Friday, January 28, 2011

Learning experience: the problem

I thought I'd try to show you what was wrong. I don't have photoshop, so I can't easily generate images with words overlaid, but I'll try to describe what is going on.

The root of the problem was, as I said yesterday, that I had let floats run from one row to another at the steek. Unfortunately, I couldn't photograph it (and at the time I was taking the picture below, I didn't know that there was a problem, yet).
The picture above is of the little kangaroo-pouch that one gets where a neck steek is born. Before the neck shaping, there is a whole torso worth of stitches and then after, there is only the shoulders (plus steek) so at the break there is a bit of extra fabric sticking out. I don't know how clear it is (because it is as clear as day in my pained memory) but there are two little holes on either side of the big kangaroo pouch. Those were formed by the cast-off (I was actually not casting off, just putting the stitches on a bit of scrap yarn) stitches after the first row (which makes the pouch). And there are floats from the edges of the pouch to to the tops of the holes, which then need to be cut to free up the cast-offs for the neck.
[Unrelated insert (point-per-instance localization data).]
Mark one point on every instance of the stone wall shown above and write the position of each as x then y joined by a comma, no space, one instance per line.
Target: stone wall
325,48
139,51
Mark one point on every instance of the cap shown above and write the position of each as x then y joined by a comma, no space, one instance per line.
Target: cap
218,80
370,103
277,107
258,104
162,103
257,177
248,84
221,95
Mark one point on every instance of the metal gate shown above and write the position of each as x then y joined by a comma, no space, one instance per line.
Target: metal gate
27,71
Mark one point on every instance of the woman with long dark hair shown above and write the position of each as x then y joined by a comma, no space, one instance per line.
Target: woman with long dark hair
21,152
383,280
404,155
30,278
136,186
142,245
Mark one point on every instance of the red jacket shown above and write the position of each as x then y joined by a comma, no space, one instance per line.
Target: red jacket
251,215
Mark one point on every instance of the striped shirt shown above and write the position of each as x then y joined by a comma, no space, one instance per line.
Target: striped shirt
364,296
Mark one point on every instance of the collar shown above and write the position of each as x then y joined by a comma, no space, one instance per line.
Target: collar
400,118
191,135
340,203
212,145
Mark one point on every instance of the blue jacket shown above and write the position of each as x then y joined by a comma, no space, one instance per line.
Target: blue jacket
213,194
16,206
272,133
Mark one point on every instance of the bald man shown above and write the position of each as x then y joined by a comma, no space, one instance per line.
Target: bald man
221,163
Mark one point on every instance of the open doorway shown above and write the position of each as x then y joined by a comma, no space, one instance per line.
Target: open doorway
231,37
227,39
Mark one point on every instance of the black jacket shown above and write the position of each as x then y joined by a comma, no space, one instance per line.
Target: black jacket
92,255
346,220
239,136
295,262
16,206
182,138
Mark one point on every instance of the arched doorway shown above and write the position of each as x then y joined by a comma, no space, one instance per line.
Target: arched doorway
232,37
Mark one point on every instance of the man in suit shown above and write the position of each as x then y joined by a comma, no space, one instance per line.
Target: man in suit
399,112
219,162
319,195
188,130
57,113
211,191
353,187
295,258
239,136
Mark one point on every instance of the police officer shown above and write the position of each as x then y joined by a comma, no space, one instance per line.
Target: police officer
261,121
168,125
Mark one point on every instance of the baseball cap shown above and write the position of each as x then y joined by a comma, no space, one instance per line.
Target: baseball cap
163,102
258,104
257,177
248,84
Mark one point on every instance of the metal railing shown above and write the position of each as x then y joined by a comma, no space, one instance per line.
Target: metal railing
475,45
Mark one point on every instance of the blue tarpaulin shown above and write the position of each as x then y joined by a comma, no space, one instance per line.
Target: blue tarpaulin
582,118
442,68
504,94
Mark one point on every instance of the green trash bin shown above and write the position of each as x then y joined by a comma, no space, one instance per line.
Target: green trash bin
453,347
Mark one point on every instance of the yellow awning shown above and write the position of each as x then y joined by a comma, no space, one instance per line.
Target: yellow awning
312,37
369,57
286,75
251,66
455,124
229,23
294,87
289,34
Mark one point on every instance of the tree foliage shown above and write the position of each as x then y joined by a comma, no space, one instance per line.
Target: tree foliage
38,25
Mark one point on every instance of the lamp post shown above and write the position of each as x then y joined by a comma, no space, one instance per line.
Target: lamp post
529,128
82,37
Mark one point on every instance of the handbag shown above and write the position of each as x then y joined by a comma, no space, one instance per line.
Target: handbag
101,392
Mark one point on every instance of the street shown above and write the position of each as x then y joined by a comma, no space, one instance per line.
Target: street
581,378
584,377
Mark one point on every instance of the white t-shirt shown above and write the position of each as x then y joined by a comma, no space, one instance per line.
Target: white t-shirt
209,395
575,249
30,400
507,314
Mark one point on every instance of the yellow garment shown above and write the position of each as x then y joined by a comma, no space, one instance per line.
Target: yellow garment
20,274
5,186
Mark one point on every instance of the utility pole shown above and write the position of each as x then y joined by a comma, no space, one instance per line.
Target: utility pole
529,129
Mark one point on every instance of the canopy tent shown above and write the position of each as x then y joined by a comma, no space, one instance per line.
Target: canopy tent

I did, indeed cut them. That's how steeking works. You steel yourself and then you take a pair of scissors to your work. You do this even though you know that it's only the stitches next to, above and below that are holding each stitch together.
The above picture shows things as they were just after I cut. I still had the "cast-off" stitches on their stitch holder, and you can see where there is a short stretch of white yarn where the first cast off row ends and the second begins. The big trouble is that there is a cut float that ran where that little stretch of white yarn was.

Those floats had no possibility for reinforcement. I had broken the steeking rule and there was no recovering. I had cut yarn and now stitches were starting to vanish, willy-nilly. And they were important stitches. Ones I really needed to make the neckline were popping out of existence.
It was bad news. By the time I took the picture above, I knew the jig was up. I'd have to pick all the way back to the start of the neck shaping. I'd cut every one of those strands, so it wasn't recoverable. I needed to junk all of that yarn (that jugful of short scraps) and start again at the neck shaping. I'd need to re-design the neck so that it didn't have the float problem (by decreasing rather than casting off) and then I'd need to re-knit all the way back to the shoulder. Then I'd need to re-make the shoulder seam.

After doing all of that, I'd need to steel myself, take a pair of scissors, and cut through the yarn. I knew it was going to be hard. I knew that, having learned a hard lesson, I was going to dread it.

But I also knew that this whole sweater is meant to be a learning experience. It's meant to be a learning experience even more so than in the usual way that everything we do is a learning experience. I knew I'd be making mistakes and wanting to fix things. So, that's what I did.